This is a magical little number, where the pasta is cooked in the milk broth, releases is starches and thickens the sauce. All in a single saucepan. It's easily doubled. If you want to control the amount of garlic flavour in the sauce, I recommend weighing the garlic - stores rarely care which varietal they sell, some cloves are huge, others quite small.
Servings: 2
2 Tbsps (1oz/28gr) butter
2 cloves garlic (8gr), minced
2 cups mild broth such as chicken
1 cup milk, or more, as needed
8 oz uncooked fettuccine or spaghetti
Salt and pepper, to taste
1 oz (28g) Parmesan cheese, grated, + 1 oz (28g) for garnishing
2 Tbsps fresh parsley leaves, chopped
- Have your broth at the ready to stop the browning of the garlic.

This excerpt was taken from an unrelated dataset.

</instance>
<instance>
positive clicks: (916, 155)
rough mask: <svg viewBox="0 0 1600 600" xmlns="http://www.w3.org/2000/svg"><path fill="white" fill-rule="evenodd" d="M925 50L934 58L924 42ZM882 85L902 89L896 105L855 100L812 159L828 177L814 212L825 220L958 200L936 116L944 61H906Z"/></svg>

- Melt the butter in a large skillet over medium heat. Just as the butter melts, put in the garlic. This next part is really quick, just a minute or so. Add the garlic and cook, stirring frequently, until fragrant and just starting to lightly brown.
- Immediately stir in the broth, milk and pasta. Season with salt and pepper, to taste.
- Bring to a boil and reduce to a simmer, stirring frequently, until the pasta is cooked through, about 18 to 20 minutes.
- Stir in the Parmesan.
- If the mixture is too thick, add more milk as needed until the desired consistency is obtained.
- Serve immediately, garnished with parsley.